Canfield wins on Beck’s walk-off double


By Ron Clements

sports@vindy.com

INDIANAPOLIS

The general rule of thumb for a batter with a 3-0 count is to take the next pitch. But when Brayden Beck saw a fastball down the middle of the plate, he swung and he connected.

Beck’s RBI double in the bottom of the seventh inning on Monday scored Seth Velker to give the Canfield Cardinals a 3-2 walk-off victory over Warren County South of Kentucky in the third game of the Little League Great Lakes Regional pool play at Stokely Field.

“A 3-0 pitch, I was hoping he was going to take it,” Canfield manager George Beck said of his son. “He was like, ‘Hey Dad, nobody gave me the take sign.’

“He saw a fastball that he liked and he hit it hard. It got by the center fielder and Seth has good wheels. I knew once it got by the center fielder, we had a chance to get Seth to the plate and get the run.”

Velker never hesitated coming around second when he saw the ball roll to the fence and his coach was sending him all the way.

“I was always going to go home,” said the diminutive first baseman, who went 4 for 4. “Any way I was going to go home. I didn’t have any doubt in my mind.”

Velker said the walk-off win was exciting, especially after having to wait through a long rain delay.

“Just to wait that long was so stupid,” Velker said of the two-and-a-half-hour suspension, during which the teams played bingo in the cafeteria. Only Jimmy Maass won a game of bingo for Canfield, but Brayden Beck and Velker came through for the win that mattered.

“I have the utmost confidence in him,” Beck said of Velker. “He just does a spectacular job.

“He’s really been hitting the ball well. That kid has a lot of heart and his motor goes a mile a minute. He loves the game and works hard for it.”

Canfield played like the Cardiac Cardinals on its way to an Ohio state Little League championship and Monday’s game was no different.

“Let me put it to you this way, we have a cardiologist on staff,” Beck joked. “I don’t know why these kids keep doing this to me, but they’ve been doing that all year. I’m getting too old for it.”

In what was essentially an elimination game, both teams had to sit through the weather delay as thunderstorms interrupted the game in the third inning.

Kentucky is winless through three games, but could’ve pulled even with Canfield (2-1) with a victory.

Canfield outhit Kentucky 10-4 and had runners in scoring position in each of the first four innings. The Cardinals were unable to push a run across the plate until the fourth when Brandon Mikos led off with a solo homer to left.

Canfield pitcher Evan Skripac, who threw two innings of relief in Sunday’s 8-1 victory over Michigan, was dominant again on Monday.
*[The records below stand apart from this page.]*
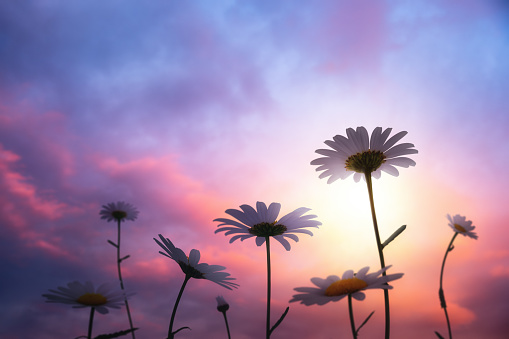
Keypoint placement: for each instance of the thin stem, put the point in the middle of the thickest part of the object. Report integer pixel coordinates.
(380, 254)
(267, 328)
(121, 281)
(226, 322)
(350, 312)
(441, 290)
(90, 322)
(170, 329)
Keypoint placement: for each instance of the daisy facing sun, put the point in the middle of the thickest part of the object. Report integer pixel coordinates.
(359, 154)
(351, 285)
(262, 223)
(333, 288)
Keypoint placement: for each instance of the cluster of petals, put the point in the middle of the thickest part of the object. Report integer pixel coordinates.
(112, 211)
(191, 266)
(75, 291)
(461, 225)
(317, 295)
(357, 142)
(247, 217)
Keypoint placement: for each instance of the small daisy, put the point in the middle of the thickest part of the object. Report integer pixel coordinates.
(85, 295)
(333, 288)
(262, 223)
(460, 225)
(119, 211)
(192, 268)
(359, 154)
(222, 305)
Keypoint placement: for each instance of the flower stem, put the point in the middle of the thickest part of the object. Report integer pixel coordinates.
(350, 312)
(90, 322)
(121, 281)
(267, 327)
(226, 322)
(380, 254)
(170, 329)
(441, 291)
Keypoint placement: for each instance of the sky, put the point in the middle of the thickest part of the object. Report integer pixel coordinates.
(188, 108)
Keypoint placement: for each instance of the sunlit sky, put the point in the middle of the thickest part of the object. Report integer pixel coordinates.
(188, 108)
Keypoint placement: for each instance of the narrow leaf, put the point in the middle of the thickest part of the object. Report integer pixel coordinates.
(112, 243)
(364, 322)
(394, 235)
(438, 335)
(442, 298)
(280, 320)
(116, 334)
(180, 329)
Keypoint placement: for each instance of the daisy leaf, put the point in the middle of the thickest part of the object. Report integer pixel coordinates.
(116, 334)
(394, 235)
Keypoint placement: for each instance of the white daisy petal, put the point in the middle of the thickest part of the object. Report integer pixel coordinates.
(268, 225)
(191, 266)
(359, 154)
(86, 295)
(461, 225)
(333, 289)
(119, 211)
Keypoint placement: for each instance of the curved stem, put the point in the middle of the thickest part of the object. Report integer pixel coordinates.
(380, 254)
(121, 281)
(226, 322)
(90, 322)
(441, 290)
(170, 329)
(267, 328)
(350, 312)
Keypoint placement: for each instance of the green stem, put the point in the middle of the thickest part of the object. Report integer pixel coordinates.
(380, 254)
(170, 329)
(226, 322)
(350, 312)
(267, 328)
(441, 290)
(90, 322)
(121, 281)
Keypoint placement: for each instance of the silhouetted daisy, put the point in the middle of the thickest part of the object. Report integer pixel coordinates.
(85, 295)
(262, 223)
(191, 267)
(460, 225)
(333, 288)
(119, 211)
(359, 154)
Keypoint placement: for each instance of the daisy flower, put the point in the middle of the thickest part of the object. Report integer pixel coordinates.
(262, 223)
(460, 225)
(333, 288)
(86, 295)
(119, 211)
(359, 154)
(192, 268)
(222, 305)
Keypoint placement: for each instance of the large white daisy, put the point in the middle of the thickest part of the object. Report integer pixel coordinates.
(191, 267)
(359, 155)
(119, 211)
(459, 224)
(85, 295)
(262, 223)
(333, 288)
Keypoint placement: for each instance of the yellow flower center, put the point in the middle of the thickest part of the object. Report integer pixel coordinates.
(119, 215)
(345, 286)
(365, 162)
(460, 228)
(92, 299)
(265, 229)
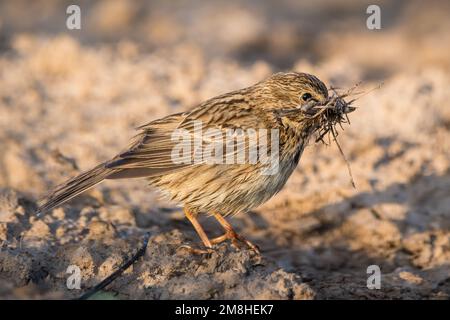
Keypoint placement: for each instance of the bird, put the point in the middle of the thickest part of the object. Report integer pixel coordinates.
(289, 107)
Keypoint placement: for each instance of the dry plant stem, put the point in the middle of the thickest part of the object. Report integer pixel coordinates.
(352, 181)
(231, 234)
(118, 272)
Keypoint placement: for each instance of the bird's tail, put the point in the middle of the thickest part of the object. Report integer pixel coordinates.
(73, 187)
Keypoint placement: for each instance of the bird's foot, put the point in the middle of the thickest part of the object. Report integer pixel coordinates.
(237, 241)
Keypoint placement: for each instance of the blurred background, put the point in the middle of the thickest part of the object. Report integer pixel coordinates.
(72, 98)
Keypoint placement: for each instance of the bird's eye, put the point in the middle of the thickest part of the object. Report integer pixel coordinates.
(306, 96)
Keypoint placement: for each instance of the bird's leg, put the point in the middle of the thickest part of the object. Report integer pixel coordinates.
(231, 234)
(201, 233)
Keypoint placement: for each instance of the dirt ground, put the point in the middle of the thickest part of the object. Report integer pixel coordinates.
(71, 99)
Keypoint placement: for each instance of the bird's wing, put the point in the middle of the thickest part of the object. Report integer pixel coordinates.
(151, 153)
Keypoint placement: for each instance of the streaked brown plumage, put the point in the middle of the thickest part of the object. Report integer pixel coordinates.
(216, 189)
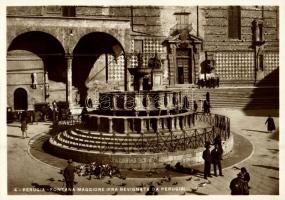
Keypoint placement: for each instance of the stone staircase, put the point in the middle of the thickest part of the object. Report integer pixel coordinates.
(239, 97)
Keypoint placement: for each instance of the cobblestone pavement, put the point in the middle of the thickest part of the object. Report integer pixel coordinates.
(26, 173)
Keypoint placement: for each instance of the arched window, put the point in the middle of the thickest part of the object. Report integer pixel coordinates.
(20, 99)
(234, 24)
(68, 11)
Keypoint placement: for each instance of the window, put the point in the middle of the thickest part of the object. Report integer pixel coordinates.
(138, 46)
(234, 24)
(68, 11)
(182, 19)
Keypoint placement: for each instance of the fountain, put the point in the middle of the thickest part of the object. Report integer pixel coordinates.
(141, 129)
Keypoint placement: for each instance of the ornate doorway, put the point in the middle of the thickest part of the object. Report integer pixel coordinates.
(20, 99)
But his first walk of the game with two outs in the third cost him.

Evan McNaughton drew a base on balls and was replaced on the base paths by Gage Holman, who led off the game with an infield single. Holman tried to steal second, but Cole Morell’s throw to second was kicked into left field by Holman as he slid into second. Holman got up and came all the way around to score the game’s first run.

Skripac did not walk another batter until the sixth inning while tossing 6 2/3 innings before reaching his pitch limit.

“Evan is here to throw and he has been nothing but stellar,” Beck said. “This is the best I’ve seen him throw all year.”

The Cardinals got to hard-throwing Kentucky pitcher Mac Ausbrooks in the bottom of the first. Velker hustled his way into a double on a short blooper that glanced off the glove of Kentucky center fielder Charlie Key. Ethan Fletcher followed with a double to left that gave the Cardinals runners at second and third with one out. But Brayden Beck’s line drive toward right was snagged by Kentucky second baseman Adam Burns, who then tossed to shortstop Owen Logsdon to double-up Fletcher at second. Brayden Beck returned the favor to open the second with a diving catch in short left-center to rob Lance Upright of a base hit.

McCoy Watkins led off the bottom of the second with a double to center that short-hopped the center field fence. Canfield was unable to push a run across the plate as Watkins was stranded at third.

Before the game was halted, the Cardinals had two runners aboard. When it resumed Ausbrooks walked Brayden Beck to load the bases. But just as Burns stole a hit away from Beck in the first, he did the same to Watkins in the third to keep the Cardinals scoreless.

“He made two great plays,” George Beck said of Burns. “That’s a testament to him and to them. They worked just as hard as we did to get here.”

Ausbrooks doubled the Kentucky lead with a solo homer to lead off the top of the fourth. But Mikos cut the lead in half with the first homer of the 11-year-old’s career. Walt Sweeney followed the Mikos homer with a seeing-eye single to right that got past Burns. Sweeney scored two batters later to tie the game on a Kentucky error that put Richie Hofus on first.

Canfield will wrap up pool play tonight at 7 against undefeated Jackie Robinson West from Chicago.

“We’re in a good position right now,” Beck said of advancing to Wednesday’s semifinals. “We’ve got a very good Illinois team that we’re going to play. But we’ll come out and battle again. These kids never cease to amaze us.”